In a move to help boost low- and middle-income paychecks, the Obama administration has unveiled a long-awaited rule that will make millions of Americans newly eligible for overtime pay.
While some businesses welcome the measure, many argue that it will simply force them to reshuffle salaries to get around the regulation.
The new rule essentially doubles the threshold at which executive, administrative and professional employees are exempt from overtime pay to $47,476 from the current $23,660. That’s expected to make 4.2 million additional workers eligible to receive time-and-a-half wages for each hour they put in beyond 40 a week.
Labor Secretary Thomas Perez said the salary threshold was originally intended to exempt high-paid executives but instead has denied overtime to low-level retail managers and entry-level office workers who often toil 50 to 70 hours a week, according to a USA Today report.
“Too few people are getting the overtime that [federal law] intended,” he said. “It’s simply not right.”
Vice President Biden called the change a critical part of the White House’s goal of “restoring and expanding access to the middle class. The middle class is getting clobbered.”
The rule represents the administration’s most prominent initiative to lift middle-class wages. President Obama’s call to raise the federal minimum wage from $7.25 an hour to more than $10 has been stymied by Republicans in Congress. The share of full-time workers who qualify for overtime has fallen from 62 percent in 1975 to 7 percent today, according to the administration. The new rule, which would take effect on December 1, would allow 35 percent of workers to qualify.
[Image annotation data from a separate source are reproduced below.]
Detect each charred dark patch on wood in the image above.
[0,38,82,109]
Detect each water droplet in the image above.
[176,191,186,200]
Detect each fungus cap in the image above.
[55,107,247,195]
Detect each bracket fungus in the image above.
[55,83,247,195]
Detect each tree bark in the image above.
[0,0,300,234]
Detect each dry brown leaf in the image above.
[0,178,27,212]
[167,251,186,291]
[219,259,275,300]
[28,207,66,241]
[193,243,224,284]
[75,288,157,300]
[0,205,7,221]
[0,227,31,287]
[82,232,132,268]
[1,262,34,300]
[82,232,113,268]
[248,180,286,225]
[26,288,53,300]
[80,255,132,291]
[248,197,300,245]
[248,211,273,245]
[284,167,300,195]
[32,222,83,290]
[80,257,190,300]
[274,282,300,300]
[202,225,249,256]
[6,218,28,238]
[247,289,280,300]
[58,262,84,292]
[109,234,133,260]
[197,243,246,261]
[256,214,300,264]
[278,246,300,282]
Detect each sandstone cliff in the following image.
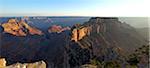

Many small businesses can’t absorb the added cost and will instruct employees to work no more than 40 hours a week, bringing on part-time workers to pick up the slack, said Dan Bosch, head of regulatory policy for the National Federation of Independent Business. And some businesses likely plan to cut employees’ base pay to offset the overtime, effectively skirting the requirement.
“The Obama rule puts a huge cost and regulatory burden on employers, who will face pressure to cut back on benefits and full-time employees,” says Trey Kovacs, policy analyst with the Competitive Enterprise Institute.
However, U.S. Rep. Mark Takano said it’s “long overdue,” adding that “millions of employees are working long hours without fair compensation.”
The administration, which initially proposed the rule last summer, did make concessions in response to the 270,000 public comments it received. It lowered the new salary threshold to $47,476 from the proposed $50,544.
And it’s allowing employers to apply bonuses and incentive payments to up to 10 percent of the new salary threshold. The threshold also will be updated every three years instead of annually, rising to $51,000 on January 1, 2020.